The Acts of the Penitent!
-------------
Isaiah 58:6
Is not this the fast that I choose: to loose the bonds of wickedness, to undo the thongs of the yoke, to let the oppressed go free, and to break every yoke?
------------------
One of the funniest things about the Sacrament of Reconciliation is the strange paroxysms that some opponents of the Church put themselves through to complain about penance. On the one hand, we're told that penance is an outrageous form of "works salvation" which allegedly requires us to do something in order to "earn" the grace of God. On the other hand, we're also told that penances are trivial and light and no work at all and that if the Church were serious, its priests would assign "meaningful" penances. So there you are: penance is a burden and it's not burden enough, according to the critics.

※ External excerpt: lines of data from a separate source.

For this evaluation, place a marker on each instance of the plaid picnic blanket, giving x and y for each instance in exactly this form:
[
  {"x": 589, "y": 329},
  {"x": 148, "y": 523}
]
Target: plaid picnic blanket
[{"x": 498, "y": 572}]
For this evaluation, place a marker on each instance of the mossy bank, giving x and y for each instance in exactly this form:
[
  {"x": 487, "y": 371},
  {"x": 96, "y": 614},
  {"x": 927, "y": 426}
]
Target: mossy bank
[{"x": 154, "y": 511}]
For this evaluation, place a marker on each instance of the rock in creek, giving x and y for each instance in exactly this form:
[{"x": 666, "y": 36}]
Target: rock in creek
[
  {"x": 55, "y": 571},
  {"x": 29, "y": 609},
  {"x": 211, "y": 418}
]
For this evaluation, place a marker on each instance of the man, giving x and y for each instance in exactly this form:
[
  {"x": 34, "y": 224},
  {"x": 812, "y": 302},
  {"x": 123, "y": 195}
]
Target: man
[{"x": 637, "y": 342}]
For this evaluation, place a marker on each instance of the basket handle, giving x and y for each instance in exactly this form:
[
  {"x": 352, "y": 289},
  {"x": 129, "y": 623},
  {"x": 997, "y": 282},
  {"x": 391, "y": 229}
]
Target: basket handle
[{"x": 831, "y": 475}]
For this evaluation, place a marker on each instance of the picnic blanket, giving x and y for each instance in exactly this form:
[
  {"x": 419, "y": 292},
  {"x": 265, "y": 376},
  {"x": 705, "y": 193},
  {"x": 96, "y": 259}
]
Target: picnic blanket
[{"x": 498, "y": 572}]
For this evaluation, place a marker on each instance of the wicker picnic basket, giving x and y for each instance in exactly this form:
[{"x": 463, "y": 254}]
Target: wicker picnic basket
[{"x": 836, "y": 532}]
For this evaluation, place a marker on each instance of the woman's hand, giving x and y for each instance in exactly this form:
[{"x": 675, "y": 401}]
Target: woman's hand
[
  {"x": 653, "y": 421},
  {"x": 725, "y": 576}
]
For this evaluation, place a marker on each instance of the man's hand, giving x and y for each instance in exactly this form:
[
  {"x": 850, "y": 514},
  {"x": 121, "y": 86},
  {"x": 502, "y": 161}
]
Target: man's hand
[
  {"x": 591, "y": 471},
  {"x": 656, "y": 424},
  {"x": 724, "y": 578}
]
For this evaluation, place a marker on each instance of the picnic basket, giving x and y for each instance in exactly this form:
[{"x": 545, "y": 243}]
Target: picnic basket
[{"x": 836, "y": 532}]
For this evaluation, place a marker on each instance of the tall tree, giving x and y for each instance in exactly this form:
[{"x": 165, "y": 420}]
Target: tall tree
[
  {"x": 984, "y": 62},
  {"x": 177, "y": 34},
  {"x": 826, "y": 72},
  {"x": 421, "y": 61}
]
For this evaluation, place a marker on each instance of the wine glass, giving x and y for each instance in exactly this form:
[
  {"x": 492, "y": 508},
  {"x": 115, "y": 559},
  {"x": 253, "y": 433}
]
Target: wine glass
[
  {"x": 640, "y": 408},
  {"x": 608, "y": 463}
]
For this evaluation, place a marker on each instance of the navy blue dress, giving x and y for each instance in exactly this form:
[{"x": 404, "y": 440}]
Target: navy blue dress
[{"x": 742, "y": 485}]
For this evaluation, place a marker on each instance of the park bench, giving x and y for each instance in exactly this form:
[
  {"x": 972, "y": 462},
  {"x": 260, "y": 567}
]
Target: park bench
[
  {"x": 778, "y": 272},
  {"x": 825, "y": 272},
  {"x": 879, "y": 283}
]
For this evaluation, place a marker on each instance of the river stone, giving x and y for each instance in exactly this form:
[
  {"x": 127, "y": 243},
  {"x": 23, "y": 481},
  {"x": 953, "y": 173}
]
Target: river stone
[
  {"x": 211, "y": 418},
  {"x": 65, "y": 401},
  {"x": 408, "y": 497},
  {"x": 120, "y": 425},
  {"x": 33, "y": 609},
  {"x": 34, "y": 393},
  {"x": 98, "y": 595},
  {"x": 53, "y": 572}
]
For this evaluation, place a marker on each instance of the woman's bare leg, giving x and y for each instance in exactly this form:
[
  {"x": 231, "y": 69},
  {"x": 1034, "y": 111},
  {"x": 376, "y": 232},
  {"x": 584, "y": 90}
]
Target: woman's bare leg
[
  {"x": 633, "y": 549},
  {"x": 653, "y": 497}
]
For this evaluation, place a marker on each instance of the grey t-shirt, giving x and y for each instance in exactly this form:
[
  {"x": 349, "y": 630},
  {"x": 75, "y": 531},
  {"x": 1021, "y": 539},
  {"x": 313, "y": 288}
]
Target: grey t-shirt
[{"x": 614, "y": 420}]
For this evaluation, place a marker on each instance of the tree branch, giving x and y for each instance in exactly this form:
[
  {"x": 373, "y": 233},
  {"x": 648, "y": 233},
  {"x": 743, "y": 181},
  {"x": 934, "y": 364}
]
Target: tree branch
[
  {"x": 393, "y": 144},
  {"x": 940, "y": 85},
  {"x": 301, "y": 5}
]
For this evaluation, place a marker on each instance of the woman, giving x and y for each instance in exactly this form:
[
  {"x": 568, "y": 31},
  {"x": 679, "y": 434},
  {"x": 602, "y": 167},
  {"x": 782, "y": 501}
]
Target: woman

In reality, however, the Sacrament of Reconciliation is, like all things Catholic, incarnational. Repentance is supposed to issue in action, not just words. So the Church calls for some small act of penance to be done, not as a way of earning grace, but as a way of living out the grace we have received. Typically, this act is small precisely in order that it may not be a burden. But it is real because grace must be incarnate just as the Word had to become flesh. Real penance is not just a ritual: rather, it is a way of saying thanks!
(catholicexchange.com)

One just soul can attain pardon for a thousand sinners.